La complejidad del fenómeno se expresa en múltiples dimensiones. A los consumos de sustancias se suman problemáticas emergentes como las apuestas online en jóvenes y el aumento de cuadros de ansiedad y depresión. Incluso, el sistema de salud enfrenta nuevas situaciones, según Echeverría “se registra con mucha más frecuencia bebés recién nacidos con síndromes de abstinencia”, lo que obliga a “repensar estrategias en todos los niveles de atención”.
En paralelo, el contexto económico impacta de lleno en el sistema público. Según datos oficiales, creció un 30% la cantidad de personas con obra social o prepaga que recurren a hospitales y centros de salud pública, mientras reaparecen demandas básicas como alimentos. “Es lo más doloroso”, sintetizó Echeverría, quien también cuestionó los recortes y la falta de debate en torno al financiamiento de la salud pública.
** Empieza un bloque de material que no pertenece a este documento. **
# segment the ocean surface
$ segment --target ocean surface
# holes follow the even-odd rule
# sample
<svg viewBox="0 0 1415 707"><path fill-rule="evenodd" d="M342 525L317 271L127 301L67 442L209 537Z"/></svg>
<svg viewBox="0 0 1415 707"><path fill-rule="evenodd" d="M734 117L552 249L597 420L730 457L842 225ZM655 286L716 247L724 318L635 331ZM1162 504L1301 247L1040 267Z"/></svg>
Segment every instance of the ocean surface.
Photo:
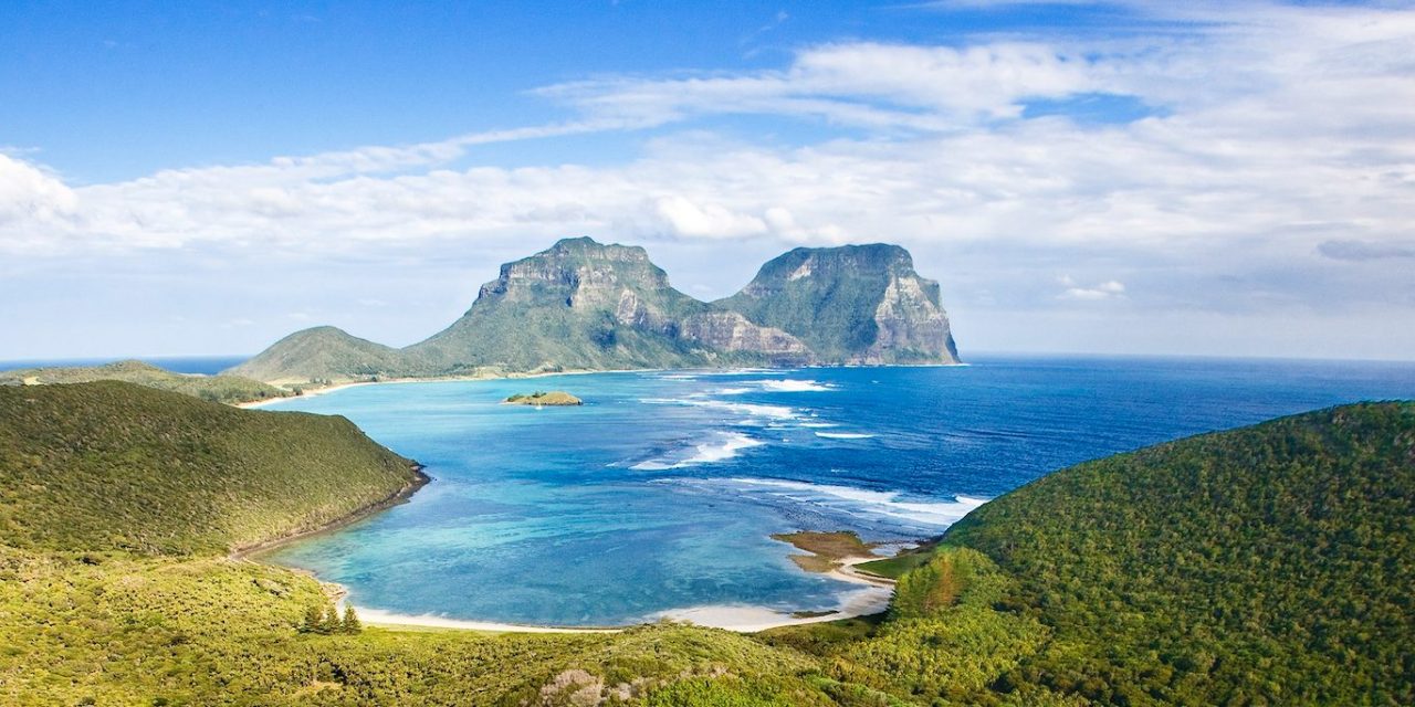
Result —
<svg viewBox="0 0 1415 707"><path fill-rule="evenodd" d="M533 390L586 404L498 404ZM613 625L829 609L857 587L798 570L771 533L930 537L1080 461L1395 397L1415 397L1415 365L996 356L358 386L270 407L347 416L436 481L266 559L409 615Z"/></svg>

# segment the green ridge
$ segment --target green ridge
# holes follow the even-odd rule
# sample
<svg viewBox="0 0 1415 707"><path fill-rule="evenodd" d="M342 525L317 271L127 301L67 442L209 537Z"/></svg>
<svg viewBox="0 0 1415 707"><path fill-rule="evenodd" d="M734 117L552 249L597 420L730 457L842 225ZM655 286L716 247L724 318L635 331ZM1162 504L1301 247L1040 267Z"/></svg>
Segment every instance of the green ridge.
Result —
<svg viewBox="0 0 1415 707"><path fill-rule="evenodd" d="M342 417L238 410L120 382L0 387L0 537L44 550L225 553L419 477Z"/></svg>
<svg viewBox="0 0 1415 707"><path fill-rule="evenodd" d="M10 387L0 464L3 704L1415 701L1411 403L1060 471L910 560L887 617L756 636L301 632L321 587L222 550L358 506L351 468L408 481L341 419Z"/></svg>
<svg viewBox="0 0 1415 707"><path fill-rule="evenodd" d="M102 366L27 368L0 372L0 386L92 383L95 380L122 380L157 390L184 393L214 403L249 403L294 395L253 378L241 375L187 376L142 361L117 361Z"/></svg>

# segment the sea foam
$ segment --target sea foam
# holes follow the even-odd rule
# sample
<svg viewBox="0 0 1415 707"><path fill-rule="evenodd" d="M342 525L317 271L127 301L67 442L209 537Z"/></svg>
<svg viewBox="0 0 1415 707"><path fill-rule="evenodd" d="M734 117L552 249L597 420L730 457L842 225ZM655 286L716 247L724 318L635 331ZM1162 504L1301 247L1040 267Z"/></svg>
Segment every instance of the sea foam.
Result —
<svg viewBox="0 0 1415 707"><path fill-rule="evenodd" d="M930 526L949 526L988 499L955 495L954 501L903 501L897 491L870 491L804 481L733 478L741 491L761 491L798 503L822 505L849 513L870 513Z"/></svg>
<svg viewBox="0 0 1415 707"><path fill-rule="evenodd" d="M737 455L739 451L760 447L763 443L741 433L713 433L710 441L702 441L683 447L682 450L654 460L641 461L630 467L638 471L681 469L698 464L712 464L726 461Z"/></svg>

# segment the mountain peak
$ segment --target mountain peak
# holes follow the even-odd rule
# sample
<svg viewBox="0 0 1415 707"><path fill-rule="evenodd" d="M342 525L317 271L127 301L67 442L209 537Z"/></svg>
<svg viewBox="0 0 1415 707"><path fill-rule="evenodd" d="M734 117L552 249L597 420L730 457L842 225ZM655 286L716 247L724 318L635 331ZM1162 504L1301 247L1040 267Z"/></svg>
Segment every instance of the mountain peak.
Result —
<svg viewBox="0 0 1415 707"><path fill-rule="evenodd" d="M798 337L825 363L957 363L938 283L889 243L797 247L719 305Z"/></svg>

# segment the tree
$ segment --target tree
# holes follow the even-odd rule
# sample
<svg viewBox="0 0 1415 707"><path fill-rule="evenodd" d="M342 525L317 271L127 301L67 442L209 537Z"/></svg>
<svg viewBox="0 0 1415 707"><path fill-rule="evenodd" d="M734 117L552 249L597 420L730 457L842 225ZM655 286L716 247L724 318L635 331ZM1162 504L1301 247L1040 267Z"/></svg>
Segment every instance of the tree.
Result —
<svg viewBox="0 0 1415 707"><path fill-rule="evenodd" d="M304 609L304 621L300 622L300 633L320 633L324 628L324 609L311 604Z"/></svg>
<svg viewBox="0 0 1415 707"><path fill-rule="evenodd" d="M364 629L364 624L359 622L358 614L354 612L352 604L344 605L344 625L340 626L344 633L358 633Z"/></svg>
<svg viewBox="0 0 1415 707"><path fill-rule="evenodd" d="M340 619L340 608L335 607L334 604L330 604L328 614L324 615L324 624L321 626L320 633L331 635L342 632L344 632L344 621Z"/></svg>

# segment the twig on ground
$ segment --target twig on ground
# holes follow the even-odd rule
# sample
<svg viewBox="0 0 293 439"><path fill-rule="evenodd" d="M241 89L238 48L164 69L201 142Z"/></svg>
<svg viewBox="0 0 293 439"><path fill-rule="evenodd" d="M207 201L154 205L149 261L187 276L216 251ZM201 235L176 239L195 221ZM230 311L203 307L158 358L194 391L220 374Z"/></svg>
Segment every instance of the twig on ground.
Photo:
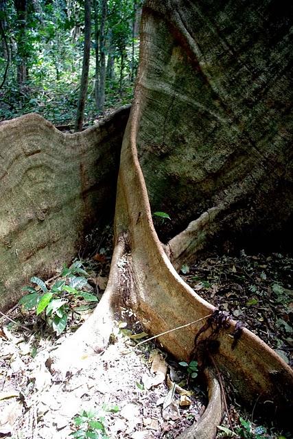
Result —
<svg viewBox="0 0 293 439"><path fill-rule="evenodd" d="M230 429L232 430L232 431L234 431L234 427L232 425L232 422L230 418L230 415L229 415L229 412L228 411L228 405L227 405L227 401L226 400L226 395L225 395L225 390L224 389L224 385L223 385L223 381L222 379L222 377L221 377L221 374L220 373L220 370L219 368L215 361L214 358L213 357L212 355L209 355L211 359L211 362L213 363L213 367L215 369L215 372L217 372L217 375L218 375L218 379L219 381L219 384L220 384L220 387L221 388L221 392L222 392L222 397L223 399L223 403L224 403L224 407L225 407L225 412L227 414L227 418L228 418L228 422L230 426Z"/></svg>
<svg viewBox="0 0 293 439"><path fill-rule="evenodd" d="M169 333L170 333L170 332L173 332L174 331L177 331L178 329L182 329L182 328L186 328L187 327L190 327L191 324L194 324L195 323L197 323L198 322L200 322L201 320L204 320L205 318L207 318L208 317L211 317L211 316L213 316L213 314L208 314L207 316L205 316L204 317L202 317L202 318L199 318L198 320L194 320L194 322L191 322L190 323L187 323L186 324L183 324L180 327L177 327L176 328L173 328L172 329L169 329L169 331L165 331L165 332L161 332L160 334L156 334L156 335L153 335L152 337L150 337L150 338L147 338L146 340L143 340L143 342L140 342L139 343L137 343L137 344L136 344L135 346L134 347L134 349L135 349L135 348L137 348L137 346L140 346L141 344L143 344L143 343L147 343L148 342L150 342L150 340L153 340L154 338L156 338L157 337L161 337L161 335L165 335L165 334L169 334Z"/></svg>

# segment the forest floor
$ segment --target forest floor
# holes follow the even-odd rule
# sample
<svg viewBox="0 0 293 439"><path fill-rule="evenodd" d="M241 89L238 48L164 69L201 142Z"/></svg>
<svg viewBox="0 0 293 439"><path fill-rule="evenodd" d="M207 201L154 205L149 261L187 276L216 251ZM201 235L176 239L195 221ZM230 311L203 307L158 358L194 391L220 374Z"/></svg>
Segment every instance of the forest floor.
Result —
<svg viewBox="0 0 293 439"><path fill-rule="evenodd" d="M94 305L84 300L86 294L100 298L106 287L110 229L93 241L89 235L78 257L88 273L86 292L73 300L59 337L35 309L17 306L0 316L0 437L171 439L204 410L206 390L196 377L196 364L180 365L153 340L148 342L135 316L126 309L113 329L113 344L85 358L78 372L54 381L45 364L49 353L92 312ZM183 265L180 274L198 294L241 321L292 366L292 262L279 253L210 254L193 266ZM60 276L46 281L48 289ZM234 432L225 416L218 438L293 438L273 420L246 412L229 384L225 385Z"/></svg>

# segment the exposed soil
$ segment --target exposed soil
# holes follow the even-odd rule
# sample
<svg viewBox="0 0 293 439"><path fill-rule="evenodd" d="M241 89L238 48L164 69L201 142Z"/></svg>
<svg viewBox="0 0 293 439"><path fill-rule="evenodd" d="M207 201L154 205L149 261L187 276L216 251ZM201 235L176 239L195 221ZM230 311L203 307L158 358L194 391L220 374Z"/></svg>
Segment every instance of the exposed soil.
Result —
<svg viewBox="0 0 293 439"><path fill-rule="evenodd" d="M92 237L87 237L79 257L84 260L87 256L83 265L89 274L86 291L99 298L111 258L110 230L96 242ZM192 267L183 265L181 274L198 294L242 321L292 364L292 258L280 254L248 256L244 252L239 257L211 254ZM48 280L48 287L58 278ZM92 416L105 430L93 430L97 436L89 437L171 439L199 419L207 399L198 379L191 379L186 367L154 343L136 347L147 335L128 310L121 309L113 344L106 350L84 358L79 372L54 381L45 366L49 352L95 306L82 298L71 305L66 331L59 337L34 310L16 307L1 317L0 437L65 439L78 429L90 429ZM264 421L246 413L226 384L226 398L233 437L293 437L276 428L273 420ZM82 413L78 427L74 418ZM222 427L231 428L226 416ZM228 434L219 430L218 437Z"/></svg>

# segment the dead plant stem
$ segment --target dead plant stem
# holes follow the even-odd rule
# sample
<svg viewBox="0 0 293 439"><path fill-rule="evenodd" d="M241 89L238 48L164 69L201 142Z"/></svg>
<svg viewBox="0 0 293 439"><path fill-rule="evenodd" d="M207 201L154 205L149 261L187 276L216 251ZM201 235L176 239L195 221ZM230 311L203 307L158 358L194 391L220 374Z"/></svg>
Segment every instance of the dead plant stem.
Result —
<svg viewBox="0 0 293 439"><path fill-rule="evenodd" d="M200 322L201 320L204 320L205 318L207 318L208 317L211 317L213 314L208 314L207 316L205 316L204 317L202 317L201 318L199 318L198 320L194 320L194 322L191 322L190 323L187 323L186 324L183 324L180 327L177 327L176 328L173 328L172 329L169 329L169 331L165 331L165 332L161 332L160 334L156 334L156 335L153 335L152 337L150 337L150 338L147 338L146 340L143 340L143 342L140 342L139 343L137 343L137 344L134 346L135 348L137 348L137 346L140 346L141 344L143 344L144 343L147 343L148 342L150 342L150 340L153 340L154 338L156 338L157 337L161 337L161 335L165 335L165 334L169 334L169 333L170 332L173 332L174 331L177 331L178 329L182 329L183 328L187 328L187 327L190 327L191 324L194 324L195 323L197 323L198 322Z"/></svg>

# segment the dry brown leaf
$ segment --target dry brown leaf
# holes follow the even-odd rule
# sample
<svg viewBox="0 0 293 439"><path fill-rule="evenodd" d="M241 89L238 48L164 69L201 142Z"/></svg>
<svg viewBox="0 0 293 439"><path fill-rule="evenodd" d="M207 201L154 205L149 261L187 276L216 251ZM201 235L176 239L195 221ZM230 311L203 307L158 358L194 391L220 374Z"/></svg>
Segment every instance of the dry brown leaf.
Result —
<svg viewBox="0 0 293 439"><path fill-rule="evenodd" d="M104 254L100 254L99 253L96 253L95 256L93 257L93 259L97 261L97 262L102 262L102 263L106 262L106 257Z"/></svg>
<svg viewBox="0 0 293 439"><path fill-rule="evenodd" d="M159 428L159 420L152 418L145 418L143 419L143 425L150 430L157 430Z"/></svg>
<svg viewBox="0 0 293 439"><path fill-rule="evenodd" d="M16 390L10 390L10 392L0 392L0 401L3 399L9 399L10 398L15 398L19 396L19 392Z"/></svg>
<svg viewBox="0 0 293 439"><path fill-rule="evenodd" d="M174 401L162 411L162 416L166 420L169 419L176 420L181 417L178 405Z"/></svg>
<svg viewBox="0 0 293 439"><path fill-rule="evenodd" d="M104 277L102 276L97 276L97 277L91 278L93 282L97 285L99 289L106 289L106 287L108 283L108 277Z"/></svg>
<svg viewBox="0 0 293 439"><path fill-rule="evenodd" d="M150 371L152 373L162 373L165 377L167 373L167 364L161 354L157 353L154 357Z"/></svg>
<svg viewBox="0 0 293 439"><path fill-rule="evenodd" d="M179 405L180 407L189 407L191 400L186 395L181 395L180 397Z"/></svg>
<svg viewBox="0 0 293 439"><path fill-rule="evenodd" d="M7 405L1 412L0 420L0 433L9 434L13 433L13 426L16 419L19 418L23 412L21 403L12 403Z"/></svg>
<svg viewBox="0 0 293 439"><path fill-rule="evenodd" d="M137 404L130 403L121 409L120 415L127 420L134 420L139 416L141 407Z"/></svg>

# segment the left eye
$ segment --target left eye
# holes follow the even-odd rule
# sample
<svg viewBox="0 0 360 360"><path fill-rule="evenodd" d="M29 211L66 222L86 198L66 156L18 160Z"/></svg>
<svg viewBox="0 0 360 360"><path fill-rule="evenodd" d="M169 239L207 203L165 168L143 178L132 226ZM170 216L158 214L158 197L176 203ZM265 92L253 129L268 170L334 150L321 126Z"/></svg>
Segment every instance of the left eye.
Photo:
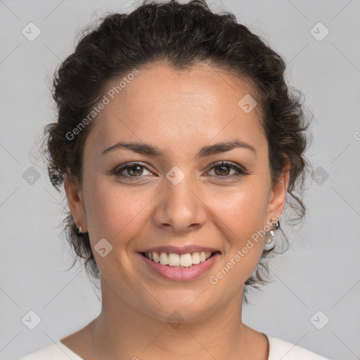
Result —
<svg viewBox="0 0 360 360"><path fill-rule="evenodd" d="M117 176L120 177L127 177L127 178L136 178L140 177L143 174L143 169L146 169L146 171L149 172L150 174L151 174L151 172L148 170L148 169L145 166L142 165L139 162L134 162L132 164L127 164L124 166L122 166L120 169L115 169L112 174ZM229 175L229 172L231 169L235 170L235 174L232 174ZM214 170L216 176L217 177L223 177L223 178L230 178L234 176L238 176L240 175L244 175L246 172L242 169L238 167L233 164L228 163L226 162L221 162L220 163L216 163L212 165L208 172ZM122 174L124 171L127 172L127 175ZM212 175L214 176L214 175Z"/></svg>
<svg viewBox="0 0 360 360"><path fill-rule="evenodd" d="M217 169L219 169L219 171L217 171ZM232 175L229 175L229 172L231 171L231 169L233 170L235 170L236 173L233 174ZM220 177L238 176L240 175L245 174L245 172L243 170L242 170L237 166L226 162L221 162L220 164L214 164L210 169L210 171L212 171L212 169L214 169L216 175L220 174Z"/></svg>

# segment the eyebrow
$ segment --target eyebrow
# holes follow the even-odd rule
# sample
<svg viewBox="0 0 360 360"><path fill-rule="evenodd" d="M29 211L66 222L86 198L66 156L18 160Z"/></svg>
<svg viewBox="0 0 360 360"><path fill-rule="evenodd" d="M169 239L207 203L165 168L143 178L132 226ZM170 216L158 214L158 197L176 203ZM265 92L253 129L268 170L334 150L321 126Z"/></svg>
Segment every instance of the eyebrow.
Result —
<svg viewBox="0 0 360 360"><path fill-rule="evenodd" d="M118 143L112 145L110 148L105 149L101 153L101 156L112 151L119 148L125 148L134 153L137 153L141 155L146 155L149 156L154 156L161 158L164 156L164 152L159 148L144 143L136 143L136 142L125 142L119 141ZM252 145L241 141L238 139L232 140L231 141L225 141L222 143L217 143L213 145L209 145L204 146L199 150L195 158L205 158L212 155L219 154L229 151L234 148L241 148L251 150L255 155L257 155L257 152Z"/></svg>

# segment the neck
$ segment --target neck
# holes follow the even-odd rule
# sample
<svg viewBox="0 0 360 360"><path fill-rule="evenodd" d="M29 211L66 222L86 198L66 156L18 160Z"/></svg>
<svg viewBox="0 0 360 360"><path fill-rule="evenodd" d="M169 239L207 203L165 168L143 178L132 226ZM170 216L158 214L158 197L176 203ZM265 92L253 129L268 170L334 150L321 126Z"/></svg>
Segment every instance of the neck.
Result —
<svg viewBox="0 0 360 360"><path fill-rule="evenodd" d="M184 317L176 323L172 321L171 315L160 318L148 309L148 313L146 309L140 311L134 303L120 297L103 278L101 288L101 312L87 327L94 359L162 360L171 355L173 360L245 360L260 354L260 333L241 321L243 292L230 304L197 315L196 319L190 316L189 305L179 311ZM173 314L172 318L175 316ZM262 336L262 345L264 341L267 345ZM262 349L262 355L257 359L266 360L267 354L264 347Z"/></svg>

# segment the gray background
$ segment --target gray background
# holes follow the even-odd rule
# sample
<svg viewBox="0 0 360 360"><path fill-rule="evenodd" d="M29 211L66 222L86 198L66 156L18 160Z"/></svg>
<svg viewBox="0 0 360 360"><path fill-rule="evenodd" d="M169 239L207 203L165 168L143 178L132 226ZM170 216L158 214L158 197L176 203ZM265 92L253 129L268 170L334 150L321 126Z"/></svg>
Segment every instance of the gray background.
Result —
<svg viewBox="0 0 360 360"><path fill-rule="evenodd" d="M67 270L71 252L60 236L66 202L30 153L42 127L53 121L51 75L73 51L77 32L107 11L139 4L0 1L1 359L50 344L100 311L99 295L84 271ZM314 115L307 154L317 172L308 177L308 216L302 227L285 229L292 247L273 261L275 281L253 292L243 321L332 359L360 359L360 2L209 4L233 11L283 56L290 84L304 93ZM33 41L22 34L30 22L41 32ZM322 41L311 33L319 22L330 31ZM324 29L316 29L323 36ZM30 167L40 176L33 184L25 172L34 172ZM22 322L30 310L41 319L34 330ZM319 310L318 327L330 319L321 330L311 321Z"/></svg>

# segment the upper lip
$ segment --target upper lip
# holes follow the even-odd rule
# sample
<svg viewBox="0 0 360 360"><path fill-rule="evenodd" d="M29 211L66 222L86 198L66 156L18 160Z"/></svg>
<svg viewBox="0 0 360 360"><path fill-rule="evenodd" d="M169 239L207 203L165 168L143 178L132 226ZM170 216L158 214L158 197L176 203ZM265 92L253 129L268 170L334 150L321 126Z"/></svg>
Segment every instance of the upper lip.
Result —
<svg viewBox="0 0 360 360"><path fill-rule="evenodd" d="M219 250L212 248L205 248L204 246L198 246L195 245L190 245L178 248L177 246L156 246L155 248L148 248L147 249L139 251L139 252L166 252L167 254L172 252L174 254L187 254L188 252L214 252L216 251L220 252Z"/></svg>

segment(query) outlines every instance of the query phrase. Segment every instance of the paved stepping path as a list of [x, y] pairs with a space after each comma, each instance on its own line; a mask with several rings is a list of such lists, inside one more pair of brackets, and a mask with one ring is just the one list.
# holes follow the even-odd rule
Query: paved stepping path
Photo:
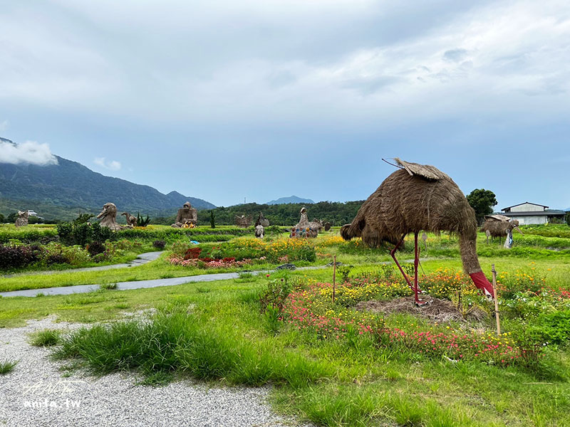
[[[428, 260], [426, 258], [423, 260]], [[409, 263], [412, 260], [405, 260], [403, 262]], [[377, 263], [380, 264], [390, 264], [391, 261], [384, 261]], [[330, 265], [314, 265], [310, 267], [299, 267], [296, 270], [318, 270], [321, 268], [328, 268]], [[261, 270], [261, 271], [248, 271], [251, 274], [266, 274], [274, 273], [276, 270]], [[245, 273], [245, 272], [242, 272]], [[158, 288], [159, 286], [174, 286], [175, 285], [182, 285], [183, 283], [191, 283], [193, 282], [214, 282], [215, 280], [226, 280], [228, 279], [237, 279], [239, 277], [239, 273], [219, 273], [215, 274], [202, 274], [193, 276], [184, 276], [182, 278], [172, 278], [169, 279], [152, 279], [149, 280], [138, 280], [133, 282], [117, 282], [116, 290], [127, 290], [132, 289], [142, 289], [144, 288]], [[100, 285], [76, 285], [75, 286], [61, 286], [58, 288], [42, 288], [39, 289], [25, 289], [22, 290], [11, 290], [10, 292], [1, 292], [1, 297], [35, 297], [38, 294], [44, 295], [67, 295], [73, 293], [85, 293], [92, 292], [99, 289]]]
[[16, 274], [7, 274], [3, 276], [0, 276], [0, 278], [14, 278], [23, 275], [61, 274], [62, 273], [75, 273], [76, 271], [100, 271], [105, 270], [113, 270], [115, 268], [125, 268], [125, 267], [134, 267], [135, 265], [142, 265], [142, 264], [146, 264], [147, 263], [150, 263], [150, 261], [154, 261], [155, 260], [158, 259], [158, 257], [160, 256], [160, 254], [162, 253], [162, 252], [164, 252], [164, 251], [160, 251], [158, 252], [145, 252], [145, 253], [140, 253], [137, 255], [136, 259], [133, 260], [132, 261], [129, 261], [128, 263], [124, 263], [123, 264], [113, 264], [111, 265], [100, 265], [98, 267], [84, 267], [82, 268], [69, 268], [68, 270], [46, 270], [44, 271], [29, 271], [26, 273], [19, 273]]

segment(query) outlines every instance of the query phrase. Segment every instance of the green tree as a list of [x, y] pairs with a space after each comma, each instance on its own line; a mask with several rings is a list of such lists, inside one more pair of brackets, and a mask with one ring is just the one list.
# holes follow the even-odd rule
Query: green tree
[[467, 201], [475, 211], [478, 224], [483, 222], [485, 215], [493, 213], [493, 206], [497, 204], [494, 193], [484, 189], [475, 189], [467, 196]]
[[16, 222], [16, 218], [18, 218], [18, 212], [12, 212], [8, 216], [8, 222]]

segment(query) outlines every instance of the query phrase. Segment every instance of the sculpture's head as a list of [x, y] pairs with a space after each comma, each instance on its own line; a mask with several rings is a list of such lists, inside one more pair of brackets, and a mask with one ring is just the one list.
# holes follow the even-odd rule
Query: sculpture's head
[[105, 216], [111, 216], [113, 218], [117, 216], [117, 206], [115, 206], [115, 204], [105, 203], [103, 206], [103, 211], [97, 216], [97, 218], [100, 218]]

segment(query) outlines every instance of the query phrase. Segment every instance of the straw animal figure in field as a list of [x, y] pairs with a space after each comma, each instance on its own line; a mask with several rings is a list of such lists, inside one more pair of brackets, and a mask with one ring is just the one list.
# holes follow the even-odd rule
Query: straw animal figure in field
[[[395, 245], [390, 254], [414, 291], [415, 303], [423, 305], [425, 301], [421, 301], [418, 295], [418, 233], [421, 231], [450, 231], [459, 236], [465, 273], [485, 296], [492, 298], [492, 285], [481, 270], [477, 258], [475, 213], [463, 193], [451, 178], [432, 166], [395, 160], [400, 169], [386, 178], [368, 197], [352, 223], [342, 226], [343, 238], [362, 237], [371, 248], [384, 241]], [[395, 255], [408, 233], [414, 233], [413, 285]]]
[[316, 237], [323, 228], [322, 221], [314, 219], [309, 222], [307, 209], [306, 207], [301, 208], [301, 219], [297, 224], [293, 227], [289, 234], [291, 238], [305, 238]]
[[127, 218], [127, 225], [130, 227], [136, 227], [137, 226], [137, 217], [133, 216], [128, 212], [123, 212], [121, 215], [124, 215], [125, 218]]
[[[519, 228], [519, 221], [516, 219], [511, 219], [504, 215], [487, 215], [485, 216], [485, 222], [481, 227], [481, 231], [491, 237], [506, 237], [504, 247], [507, 249], [512, 245], [512, 231], [517, 230], [523, 234]], [[523, 234], [524, 236], [524, 234]], [[489, 238], [487, 237], [487, 243]]]
[[103, 206], [101, 213], [96, 218], [101, 220], [99, 224], [102, 227], [108, 227], [115, 231], [120, 230], [120, 226], [117, 223], [116, 221], [117, 206], [114, 203], [105, 203]]

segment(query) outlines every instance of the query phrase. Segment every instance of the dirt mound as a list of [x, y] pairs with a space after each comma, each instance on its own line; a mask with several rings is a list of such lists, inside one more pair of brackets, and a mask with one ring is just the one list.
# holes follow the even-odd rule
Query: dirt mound
[[472, 308], [464, 317], [461, 312], [450, 301], [433, 298], [425, 295], [424, 300], [431, 301], [427, 306], [416, 307], [413, 297], [403, 297], [388, 301], [361, 301], [356, 305], [356, 310], [374, 313], [409, 313], [427, 317], [438, 323], [450, 322], [480, 322], [487, 317], [487, 314], [481, 309]]

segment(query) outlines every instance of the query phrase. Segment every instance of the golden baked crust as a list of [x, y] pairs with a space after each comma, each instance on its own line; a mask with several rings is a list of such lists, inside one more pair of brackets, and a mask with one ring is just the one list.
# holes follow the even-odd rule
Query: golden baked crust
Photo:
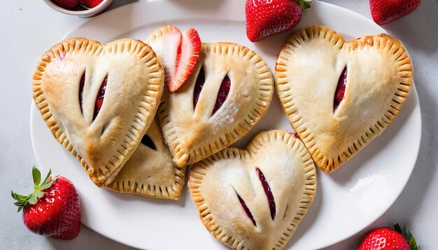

Aun con ese escenario, algunos indicadores muestran mejoras. La tasa de suicidios descendió de 10 a 7 cada 100 mil habitantes desde 2024, un dato que la funcionaria atribuyó al impacto de las políticas integrales, aunque aclaró que “es un indicador importante, pero la problemática es compleja”.
En ese marco, reforzó el mensaje central de la política sanitaria: “Si algo de esto te está pasando a vos o a una persona que conozcas, no miremos para otro lado, pidamos ayuda, que está el Departamento de Salud Mental, están los equipos territoriales, todos los centros de salud o cualquier dispositivo comunitario, sea club, sociedad de fomento, que estamos todos fortaleciendo esta red donde se puede pedir ayuda, que es lo más importante. El primer paso es poder hablar de lo que está pasando y poder pedir ayuda, que en este municipio contamos con todas estas herramientas para poder acompañar”.